À l’atmosphère de Paris, il préfère un exil doré et serein sur
la Côte d’Azur, publiant occasionnellement des articles de critique littéraire
dans Le Figaro. À partir de 1942, les attaques dirigées contre lui
s’intensifient, sans qu’il puisse se défendre, pour cause de censure. Seul, il
s’embarque pour Tunis puis Alger, où il rencontre le général
de Gaulle. Il accepte la direction de
l’Arche, une revue littéraire dirigée contre la NRF.

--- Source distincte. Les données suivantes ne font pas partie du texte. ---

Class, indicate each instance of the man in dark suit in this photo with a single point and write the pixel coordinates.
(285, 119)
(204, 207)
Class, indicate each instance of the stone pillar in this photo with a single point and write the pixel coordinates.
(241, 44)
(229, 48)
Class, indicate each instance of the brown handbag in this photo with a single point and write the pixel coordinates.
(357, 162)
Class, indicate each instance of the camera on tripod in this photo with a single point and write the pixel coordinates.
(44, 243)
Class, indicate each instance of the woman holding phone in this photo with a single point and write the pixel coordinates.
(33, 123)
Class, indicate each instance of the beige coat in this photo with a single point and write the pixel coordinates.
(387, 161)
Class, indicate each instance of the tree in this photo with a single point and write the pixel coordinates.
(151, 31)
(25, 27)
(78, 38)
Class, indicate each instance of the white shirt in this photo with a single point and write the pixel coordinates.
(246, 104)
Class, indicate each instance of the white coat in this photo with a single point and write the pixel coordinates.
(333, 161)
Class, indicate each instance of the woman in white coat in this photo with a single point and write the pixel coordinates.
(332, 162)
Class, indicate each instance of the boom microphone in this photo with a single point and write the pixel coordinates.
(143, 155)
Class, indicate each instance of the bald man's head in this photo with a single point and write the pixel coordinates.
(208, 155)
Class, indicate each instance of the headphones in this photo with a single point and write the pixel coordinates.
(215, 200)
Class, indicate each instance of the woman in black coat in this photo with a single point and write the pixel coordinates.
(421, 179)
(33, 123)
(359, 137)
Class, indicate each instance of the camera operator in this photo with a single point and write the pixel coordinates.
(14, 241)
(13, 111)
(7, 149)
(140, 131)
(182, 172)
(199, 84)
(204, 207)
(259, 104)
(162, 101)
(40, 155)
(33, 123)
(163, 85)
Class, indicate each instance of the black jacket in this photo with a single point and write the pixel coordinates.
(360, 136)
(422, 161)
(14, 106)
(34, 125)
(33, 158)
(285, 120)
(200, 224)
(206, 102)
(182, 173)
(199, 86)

Après la Libération, il choisit de ne pas rentrer directement
à Paris. Il craint l'épuration,
non pour lui-même ou ses proches, aucun ne s’étant compromis, mais pour la
dangereuse unanimité qui se crée à ce moment et qu'il juge totalitaire. Ses
nuances et ses doutes lui valent de nouvelles attaques d’Aragon. À son retour,
en mai 1946, il peine à trouver sa place dans un monde littéraire politisé, lui
qui a toujours voulu une littérature autonome, au contraire de
Sartre qui utilise volontiers sa notoriété à
des fins politiques.
Après 1947, il n’écrit presque plus. Tout en affirmant haut et
fort qu’il ne renie rien, l'écrivain scandaleux qu'il a été accepte les hommages
des institutions conservatrices (Oxford,
prix Nobel de littérature en 1947).
Il réaffirme également le rôle de l'intellectuel détaché de
l'actualité. C'est par la littérature qu'il s'est dressé contre les préjugés de
son temps et son influence est moins redevable à ses engagements politiques qu’à
son art.
Sa principale préoccupation est désormais la publication de
ses dernières œuvres, notamment son Journal (premier tome en 1939, second
en 1950, avec quelques coupures à chaque fois) qu’il ne veut pas laisser à la
charge de sa descendance familiale et spirituelle. En juillet 1950, il commence
un dernier cahier, Ainsi soit-il ou Les jeux sont faits, dans lequel il
s'efforce de laisser courir sa plume.
Malade despotique entouré de ses fidèles, il s’achemine vers
une mort calme, dénuée d’angoisse et sans le sursaut religieux que guettaient
encore certains. Décédé le 19 février 1951, on l’enterre auprès de Madeleine, à
Cuverville, quelques jours plus tard.